What you need are people thinking differently, challenging Defence to articulate the outcome they want, i.e. the ability to overmatch an adversary with specific capabilities. The Ukrainians think through this daily and iterate drone technology on fortnightly cycles. The challenge is doing that in peacetime, when there’s less urgency and more risk aversion.
Anirudh Suneel: Tough to touch on “disruption to traditional acquisition” and not feel obliged to mention Anduril. How do we balance innovation and savings today, against long-term security and the prosperity of UK plc when it comes to new players like Anduril, who are putting their own money into R&D and rapidly bringing minimum viable products to Defence customers?
Richard Spencer: The Anduril model presents an interesting shift. Historically, the MoD funded R&D and then bought capabilities back from the companies they funded. Anduril and similar companies are investing their own money, building around loose mission requirements, and bringing MVPs for the MoD to evaluate.
There is much to admire and get excited about with the Anduril approach, but we need to consider the broader implications. If we shift to buying everything from these new players, we might lose sovereign industrial capabilities. If we take something from a company and end up in a situation where everything’s automated through a third-party satellite provider who could potentially turn everything off that’s problematic.
We need to think about second and third order consequences, not just for military capability but for the industrial base. The decision in 2008 to establish the complex weapons pipeline with MBDA was because if we take a pause in building complex weapons, it’s not really a pause it will take a lifetime to rebuild those skills. We need these new ‘challenger’ companies, but we should expect then to think though sovereignty issues and assist in the UK prosperity agenda; the current global uncertainty demands this.
Anirudh Suneel: As we look to the future, what would be your key recommendations for the new Secretary of State for Defence implementing the SDR?

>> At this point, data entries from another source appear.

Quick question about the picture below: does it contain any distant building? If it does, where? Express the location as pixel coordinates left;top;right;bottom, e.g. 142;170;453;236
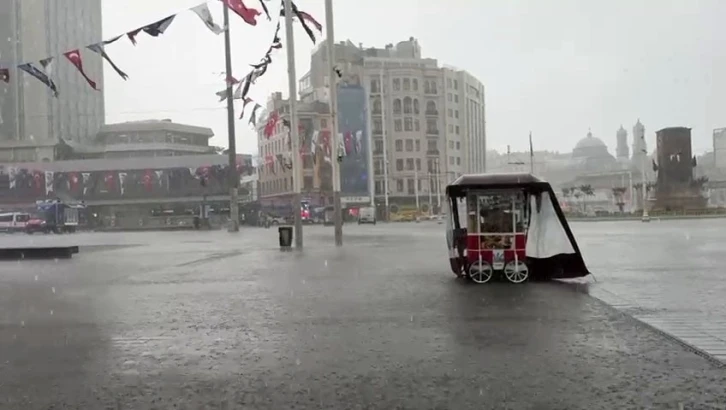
712;128;726;169
0;0;104;143
256;92;331;211
298;37;486;213
63;119;216;159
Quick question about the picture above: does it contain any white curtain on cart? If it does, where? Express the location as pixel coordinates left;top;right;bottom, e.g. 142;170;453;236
526;192;575;258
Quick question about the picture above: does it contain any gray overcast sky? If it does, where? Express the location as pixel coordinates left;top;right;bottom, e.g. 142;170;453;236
103;0;726;156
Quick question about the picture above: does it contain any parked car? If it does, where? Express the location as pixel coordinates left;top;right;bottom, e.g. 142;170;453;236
358;206;377;225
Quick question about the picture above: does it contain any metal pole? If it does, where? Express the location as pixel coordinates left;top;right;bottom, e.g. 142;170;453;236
325;0;342;246
414;169;420;210
435;158;442;211
427;172;433;214
641;151;649;222
223;4;239;232
380;69;389;220
283;0;303;247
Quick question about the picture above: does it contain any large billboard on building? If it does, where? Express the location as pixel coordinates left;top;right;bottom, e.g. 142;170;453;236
336;85;370;201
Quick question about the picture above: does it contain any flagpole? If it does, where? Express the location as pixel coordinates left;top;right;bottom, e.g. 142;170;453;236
529;131;534;174
283;0;304;248
223;4;240;232
380;68;390;221
325;0;342;246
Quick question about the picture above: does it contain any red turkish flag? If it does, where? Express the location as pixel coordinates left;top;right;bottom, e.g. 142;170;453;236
222;0;261;26
64;49;98;90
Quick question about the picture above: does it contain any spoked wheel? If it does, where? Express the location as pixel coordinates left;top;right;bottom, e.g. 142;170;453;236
468;261;494;284
503;260;529;284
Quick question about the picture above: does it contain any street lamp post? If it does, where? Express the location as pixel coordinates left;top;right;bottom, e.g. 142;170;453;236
325;0;342;246
283;0;304;247
222;4;239;232
641;150;650;222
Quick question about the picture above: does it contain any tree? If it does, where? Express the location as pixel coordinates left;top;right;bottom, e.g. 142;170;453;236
611;187;627;213
578;184;594;212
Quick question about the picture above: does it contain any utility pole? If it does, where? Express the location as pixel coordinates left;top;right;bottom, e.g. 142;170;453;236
380;69;390;220
434;157;441;211
427;172;433;215
641;149;650;222
325;0;342;246
414;169;420;210
283;0;303;246
223;4;239;232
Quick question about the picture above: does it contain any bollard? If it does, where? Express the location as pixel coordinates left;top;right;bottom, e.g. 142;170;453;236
278;226;293;249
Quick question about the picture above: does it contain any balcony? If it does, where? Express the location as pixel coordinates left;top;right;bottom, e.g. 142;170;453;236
426;129;440;136
425;110;439;117
426;149;440;155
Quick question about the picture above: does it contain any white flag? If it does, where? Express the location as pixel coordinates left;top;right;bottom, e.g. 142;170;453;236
44;171;54;195
191;4;223;35
118;172;127;195
311;130;319;158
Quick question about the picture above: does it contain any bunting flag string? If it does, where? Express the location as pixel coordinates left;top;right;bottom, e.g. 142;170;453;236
229;2;322;129
0;0;263;97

Richard Spencer: I believe there are several critical questions the Secretary of State needs to address.
First, how do you attract and retain the right skills to envision, commission and deliver complex projects and programmes? This requires rethinking compensation models and career structures to compete with the private sector for the right talent. These people then need a clear and minimal decision making framework, within which they are empowered to deliver the capabilities needed.
Second, how do you change the relationship with industry to allow more collaborative innovation while keeping the ‘heavy metal’ players engaged? The frameworks need to evolve to accommodate both traditional and emerging providers.

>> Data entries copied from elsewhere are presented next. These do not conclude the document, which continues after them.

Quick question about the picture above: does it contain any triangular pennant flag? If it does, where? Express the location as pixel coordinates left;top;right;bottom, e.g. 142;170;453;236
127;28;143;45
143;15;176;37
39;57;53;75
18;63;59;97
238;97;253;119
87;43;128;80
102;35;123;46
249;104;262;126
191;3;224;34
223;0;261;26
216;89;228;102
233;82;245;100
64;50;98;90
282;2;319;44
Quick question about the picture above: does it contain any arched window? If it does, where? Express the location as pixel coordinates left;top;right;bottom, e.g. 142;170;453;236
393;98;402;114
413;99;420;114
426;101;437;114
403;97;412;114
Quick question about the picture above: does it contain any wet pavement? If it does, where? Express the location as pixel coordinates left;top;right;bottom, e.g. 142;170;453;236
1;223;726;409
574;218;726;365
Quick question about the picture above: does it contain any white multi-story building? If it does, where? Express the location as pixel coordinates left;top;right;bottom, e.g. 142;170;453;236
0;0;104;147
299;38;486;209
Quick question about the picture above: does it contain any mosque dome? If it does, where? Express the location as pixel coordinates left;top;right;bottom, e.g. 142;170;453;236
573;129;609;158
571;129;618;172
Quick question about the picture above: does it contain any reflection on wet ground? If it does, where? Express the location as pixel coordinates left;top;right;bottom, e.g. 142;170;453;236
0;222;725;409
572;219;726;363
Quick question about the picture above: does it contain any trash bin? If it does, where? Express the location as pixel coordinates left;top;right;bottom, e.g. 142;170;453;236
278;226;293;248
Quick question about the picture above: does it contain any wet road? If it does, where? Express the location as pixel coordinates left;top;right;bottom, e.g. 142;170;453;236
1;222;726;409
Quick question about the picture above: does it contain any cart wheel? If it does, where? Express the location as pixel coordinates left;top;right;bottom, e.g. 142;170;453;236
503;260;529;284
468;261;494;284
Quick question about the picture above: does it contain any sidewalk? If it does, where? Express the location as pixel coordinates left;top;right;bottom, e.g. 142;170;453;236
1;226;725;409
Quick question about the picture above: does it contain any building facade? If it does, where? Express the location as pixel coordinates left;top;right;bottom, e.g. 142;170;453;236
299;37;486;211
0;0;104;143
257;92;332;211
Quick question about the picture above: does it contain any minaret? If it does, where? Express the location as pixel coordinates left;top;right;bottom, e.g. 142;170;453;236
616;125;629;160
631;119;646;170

Third, how do we reform our fiscal rules? Should we reconsider the distinctions between capital and operational expenditure, especially for capabilities like cloud services? Could we move to a rolling three-year window aligned to the comprehensive spending review, with flexibility across years? This would reduce the tendency to waste money at year end.
Finally, how do we reduce the ‘checker’ to ‘doer’ ratio? The Secretary of State himself mentioned the ratio of checkers versus doers in a recent IfG speech. We’ve put layers and layers of bureaucracy in place to ensure we’re doing the right thing, to the point where we have more people checking than doing, and we still often do the wrong thing or the right thing badly.
Addressing these questions will be crucial to ensuring that the additional funding committed to Defence delivers the capabilities we need to meet evolving threats.